The cacophony of office phones having fallen silent, he moved on to his executive assistant's office.
"Dorma, I want every phone on this floor off the hook. Now."
The woman sat frozen at her desk, eyes staring straight ahead in the classic thousand-yard stare. They were misting over. She held a white linen handkerchief before her, as if it were too heavy to raise to her eyes or let fall to her lap.
"Did you hear me?"
"They . . . sank . . . without a trace . . . ." she moaned.
"How would you like to sink without a trace?" suggested Randal Rumpp, who boasted in his autobiography that he hired women to staff his empire because he felt they were just as capable as men. He neglected to mention that they also worked a third more cheaply and were twice as easy to intimidate as men.
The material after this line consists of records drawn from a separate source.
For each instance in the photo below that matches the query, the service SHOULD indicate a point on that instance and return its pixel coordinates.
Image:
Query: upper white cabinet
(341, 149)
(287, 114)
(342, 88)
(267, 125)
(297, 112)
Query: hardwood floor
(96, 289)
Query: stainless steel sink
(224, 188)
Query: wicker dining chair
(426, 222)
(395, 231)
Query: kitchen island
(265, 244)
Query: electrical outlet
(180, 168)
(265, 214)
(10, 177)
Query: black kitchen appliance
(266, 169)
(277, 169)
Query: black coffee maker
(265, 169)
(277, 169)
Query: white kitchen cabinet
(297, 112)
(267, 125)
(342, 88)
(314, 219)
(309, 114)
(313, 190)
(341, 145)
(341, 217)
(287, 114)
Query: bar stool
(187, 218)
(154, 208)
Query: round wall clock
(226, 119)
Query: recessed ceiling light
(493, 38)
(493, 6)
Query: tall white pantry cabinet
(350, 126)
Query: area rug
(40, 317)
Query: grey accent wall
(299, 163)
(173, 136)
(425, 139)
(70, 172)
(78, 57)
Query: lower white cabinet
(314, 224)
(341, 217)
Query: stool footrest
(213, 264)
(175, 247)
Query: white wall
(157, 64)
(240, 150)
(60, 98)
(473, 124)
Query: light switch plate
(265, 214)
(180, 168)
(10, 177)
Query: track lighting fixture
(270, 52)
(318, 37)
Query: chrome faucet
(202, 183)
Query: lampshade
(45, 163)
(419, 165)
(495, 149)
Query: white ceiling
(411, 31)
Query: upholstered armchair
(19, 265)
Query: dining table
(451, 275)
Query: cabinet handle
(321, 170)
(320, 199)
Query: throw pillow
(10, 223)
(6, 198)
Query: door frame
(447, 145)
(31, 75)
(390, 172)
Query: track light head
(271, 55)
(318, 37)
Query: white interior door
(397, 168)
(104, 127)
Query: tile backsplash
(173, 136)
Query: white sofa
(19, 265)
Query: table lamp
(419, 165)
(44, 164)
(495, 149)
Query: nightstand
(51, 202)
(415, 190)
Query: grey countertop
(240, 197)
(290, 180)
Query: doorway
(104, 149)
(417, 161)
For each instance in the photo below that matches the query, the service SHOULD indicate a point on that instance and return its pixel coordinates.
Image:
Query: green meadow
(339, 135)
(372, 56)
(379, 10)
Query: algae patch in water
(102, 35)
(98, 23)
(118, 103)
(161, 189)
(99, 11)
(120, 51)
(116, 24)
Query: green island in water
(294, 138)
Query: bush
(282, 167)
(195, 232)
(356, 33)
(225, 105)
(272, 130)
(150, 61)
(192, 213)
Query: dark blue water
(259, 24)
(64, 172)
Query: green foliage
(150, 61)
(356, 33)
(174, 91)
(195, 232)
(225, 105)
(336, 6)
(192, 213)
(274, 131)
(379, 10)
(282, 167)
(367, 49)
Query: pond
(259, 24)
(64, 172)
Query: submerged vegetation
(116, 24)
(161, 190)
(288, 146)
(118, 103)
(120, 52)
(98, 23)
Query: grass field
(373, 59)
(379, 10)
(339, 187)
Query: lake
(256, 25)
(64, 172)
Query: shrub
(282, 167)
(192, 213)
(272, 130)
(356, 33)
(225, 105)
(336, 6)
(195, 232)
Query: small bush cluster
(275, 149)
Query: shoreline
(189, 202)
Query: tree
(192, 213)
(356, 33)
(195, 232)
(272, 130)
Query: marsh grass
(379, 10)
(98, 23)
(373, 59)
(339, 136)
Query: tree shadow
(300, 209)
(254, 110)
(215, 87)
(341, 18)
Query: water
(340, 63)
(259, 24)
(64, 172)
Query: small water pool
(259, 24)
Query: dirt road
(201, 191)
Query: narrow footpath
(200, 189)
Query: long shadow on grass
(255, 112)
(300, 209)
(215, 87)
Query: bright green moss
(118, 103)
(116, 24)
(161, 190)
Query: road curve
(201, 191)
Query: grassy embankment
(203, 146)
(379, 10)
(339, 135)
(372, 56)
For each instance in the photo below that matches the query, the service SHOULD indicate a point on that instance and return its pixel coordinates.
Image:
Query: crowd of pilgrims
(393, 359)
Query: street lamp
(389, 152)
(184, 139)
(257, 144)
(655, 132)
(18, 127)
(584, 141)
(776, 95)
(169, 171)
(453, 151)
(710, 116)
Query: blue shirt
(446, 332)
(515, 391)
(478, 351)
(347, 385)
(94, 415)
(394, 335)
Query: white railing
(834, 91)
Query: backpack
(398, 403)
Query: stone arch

"I . . . don't . . . care. . . ." Dorma whispered eerily.
"Then I'll do it myself," Rumpp snapped.
It took a while. Every so often he heard the weird foreign voice crying out from the receiver's diaphragm, like a lost soul. He slammed those phones harder than the others.
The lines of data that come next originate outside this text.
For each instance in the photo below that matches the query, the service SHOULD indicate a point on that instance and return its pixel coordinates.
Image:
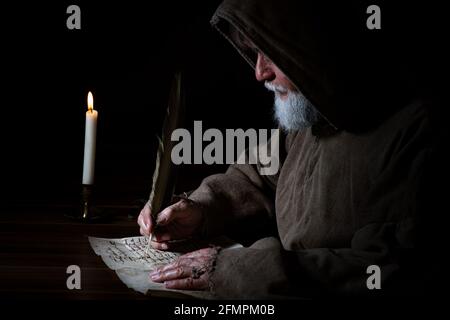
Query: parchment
(127, 256)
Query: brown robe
(345, 198)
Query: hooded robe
(351, 189)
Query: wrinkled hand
(189, 272)
(181, 220)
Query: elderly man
(347, 201)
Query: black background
(126, 54)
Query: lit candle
(89, 142)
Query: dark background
(126, 54)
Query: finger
(160, 245)
(179, 272)
(162, 236)
(166, 216)
(169, 213)
(143, 232)
(144, 219)
(187, 284)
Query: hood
(354, 76)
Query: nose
(263, 69)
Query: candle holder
(87, 211)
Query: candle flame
(90, 101)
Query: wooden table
(38, 243)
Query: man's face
(293, 111)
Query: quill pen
(164, 176)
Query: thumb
(166, 216)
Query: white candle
(89, 142)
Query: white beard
(293, 113)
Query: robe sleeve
(392, 235)
(241, 202)
(234, 201)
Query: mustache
(275, 87)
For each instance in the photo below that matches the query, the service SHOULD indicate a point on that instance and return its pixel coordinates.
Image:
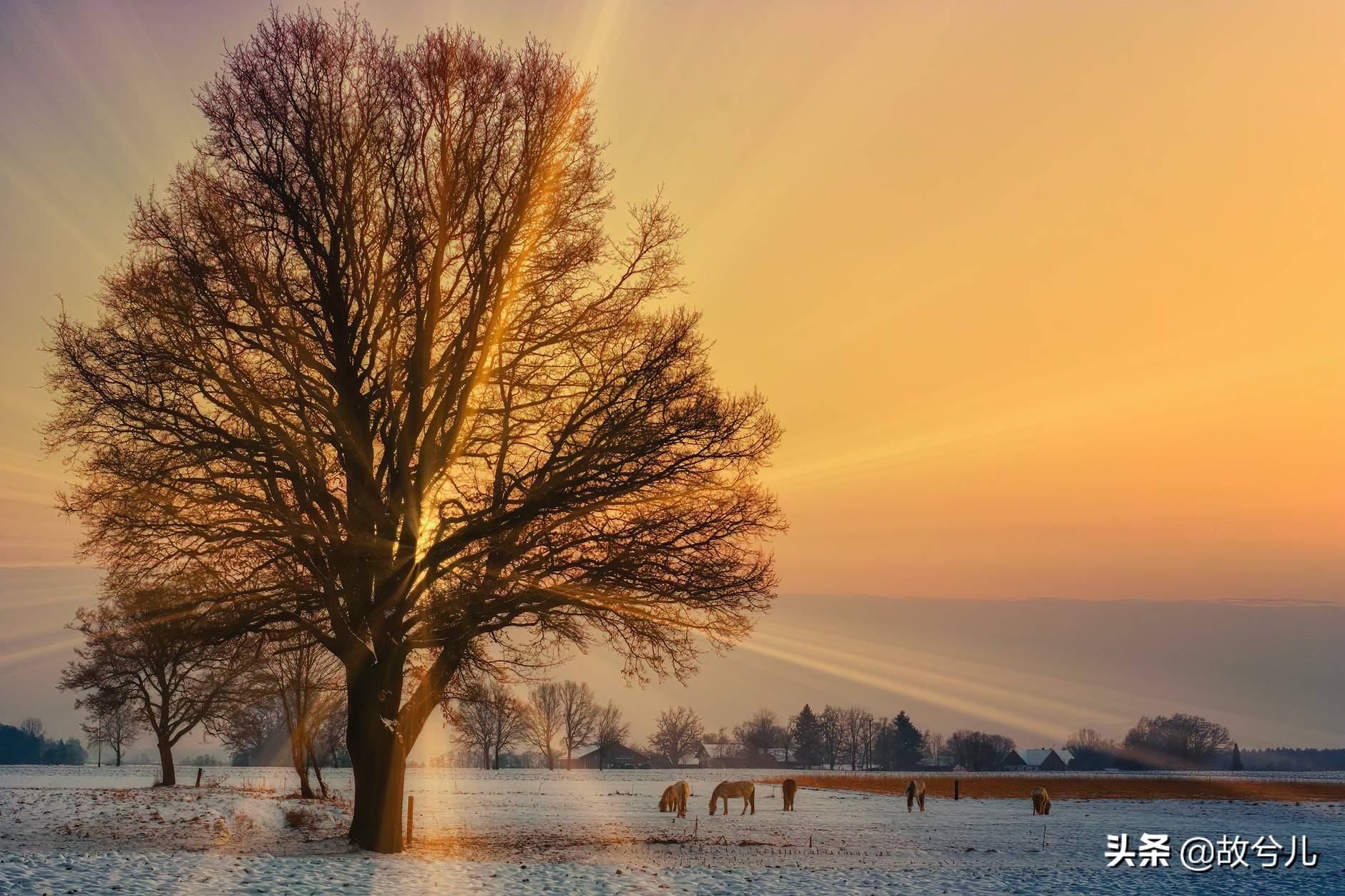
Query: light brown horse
(915, 794)
(735, 789)
(674, 798)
By the time the floor had fallen silent, the sun was setting. It was then and only then that Randal Rumpp realized the electricity was off. It had not been off before. The computers had been running. Now their screens were dim to the point of grayness.
Whatever had happened, the electricity was no longer flowing through the building's wiring.
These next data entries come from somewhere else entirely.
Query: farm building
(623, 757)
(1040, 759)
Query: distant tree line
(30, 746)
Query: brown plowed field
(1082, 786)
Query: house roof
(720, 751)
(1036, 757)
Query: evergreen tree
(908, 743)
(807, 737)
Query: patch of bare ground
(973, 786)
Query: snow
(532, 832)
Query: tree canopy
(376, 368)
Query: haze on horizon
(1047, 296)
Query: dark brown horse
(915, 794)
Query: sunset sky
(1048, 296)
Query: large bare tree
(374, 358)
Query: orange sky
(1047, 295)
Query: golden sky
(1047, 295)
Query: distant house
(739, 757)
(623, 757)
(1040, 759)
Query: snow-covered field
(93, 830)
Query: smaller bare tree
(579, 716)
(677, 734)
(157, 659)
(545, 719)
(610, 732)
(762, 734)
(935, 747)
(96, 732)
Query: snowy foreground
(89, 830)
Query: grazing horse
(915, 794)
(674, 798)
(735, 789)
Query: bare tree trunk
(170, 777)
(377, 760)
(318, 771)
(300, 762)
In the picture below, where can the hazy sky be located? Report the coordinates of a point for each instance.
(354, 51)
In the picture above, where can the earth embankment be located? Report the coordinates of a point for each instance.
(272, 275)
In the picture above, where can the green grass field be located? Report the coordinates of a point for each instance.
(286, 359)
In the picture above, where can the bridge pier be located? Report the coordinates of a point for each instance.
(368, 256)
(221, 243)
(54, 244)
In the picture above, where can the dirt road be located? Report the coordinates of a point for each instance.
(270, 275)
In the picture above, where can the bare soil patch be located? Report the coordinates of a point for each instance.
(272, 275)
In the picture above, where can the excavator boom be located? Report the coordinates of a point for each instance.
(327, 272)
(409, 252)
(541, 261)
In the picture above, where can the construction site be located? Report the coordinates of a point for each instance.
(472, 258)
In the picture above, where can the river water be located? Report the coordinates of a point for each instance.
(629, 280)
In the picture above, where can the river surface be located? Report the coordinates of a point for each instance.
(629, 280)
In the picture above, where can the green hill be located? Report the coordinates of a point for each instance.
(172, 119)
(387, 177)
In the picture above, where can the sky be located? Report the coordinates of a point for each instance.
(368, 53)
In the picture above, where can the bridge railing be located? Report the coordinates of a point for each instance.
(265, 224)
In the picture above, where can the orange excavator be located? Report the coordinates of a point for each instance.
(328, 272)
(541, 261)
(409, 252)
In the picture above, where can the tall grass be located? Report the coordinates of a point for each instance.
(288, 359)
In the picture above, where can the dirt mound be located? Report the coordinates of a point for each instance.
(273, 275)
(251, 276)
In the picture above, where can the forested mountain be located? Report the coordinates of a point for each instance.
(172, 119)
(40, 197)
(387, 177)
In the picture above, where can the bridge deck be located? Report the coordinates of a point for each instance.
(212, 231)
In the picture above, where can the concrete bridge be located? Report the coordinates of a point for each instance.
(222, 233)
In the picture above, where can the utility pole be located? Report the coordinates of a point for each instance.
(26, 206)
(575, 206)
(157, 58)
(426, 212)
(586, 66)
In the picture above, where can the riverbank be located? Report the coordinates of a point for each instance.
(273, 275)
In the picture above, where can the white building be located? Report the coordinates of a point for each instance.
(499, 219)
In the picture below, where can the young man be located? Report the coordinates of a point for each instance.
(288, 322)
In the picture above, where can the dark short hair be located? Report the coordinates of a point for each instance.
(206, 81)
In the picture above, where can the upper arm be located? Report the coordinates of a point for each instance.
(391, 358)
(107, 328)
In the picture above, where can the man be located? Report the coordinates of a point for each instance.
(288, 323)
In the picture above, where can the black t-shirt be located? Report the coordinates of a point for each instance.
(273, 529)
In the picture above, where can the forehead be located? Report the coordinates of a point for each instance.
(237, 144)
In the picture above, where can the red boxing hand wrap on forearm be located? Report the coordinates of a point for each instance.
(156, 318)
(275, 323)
He made a mental note to sue the contractor who had put in the wiring, and Con Ed as well. If he sued enough people, he was bound to recoup enough of his losses to bounce back.
Randal Rumpp brushed past his executive assistant and plunked himself down behind his massive desk. He decided to play a hunch.
There was one cellular phone in the office. It had not gone crazy like the others. He picked it up, extended the antenna, and stabbed out the number of the President of Chemical Percolators Hoboken, his chief creditor.
"Mr. Longstreet's office," a crisp voice announced.
"Randal Rumpp calling."
He was put through without another word.
"Alan? Randal here. By any chance have you heard about what's going on up here in the Rumpp Tower?"
"The TV is full of it. I don't understand. What is going on? Are you all right?"
"Never felt better. Listen, I don't appreciate being foreclosed on."
"The Tower was our collateral on the Shangri-Rumpp deal, and we had to call in the note. We had no choice."
"And neither did I."
"Beg pardon?"
"You can't seize a building you can't touch," Randal Rumpp said flatly, looking at his face reflected in his buffed and polished fingernails.
"Are you saying you're responsible for this . . . this Halloween prank?"
"No prank, Chuck. The Rumpp Tower is Randal Rumpp's top tangible asset. Now it's been converted into an intangible asset. Never play against a born winner. Chumps like you always lose."
At that Randal Rumpp hung up, smiling a simpering smile that could have belonged to a turn-of-the-century chorus girl.
"That ought to tangle up their balance sheets while I formulate my next move."
The trouble was, Randal Rumpp didn't have a next move. In fact, he still didn't know what the heck was going on. But in the game of life, he knew, he who talks big and bluffs high usually walks away with the jackpot.
And since he was a virtual untouchable in his own tower, he might as well pull on people's chains a little more.
"Get me BCN," he called into the next room.
"How? The phone's are all dead."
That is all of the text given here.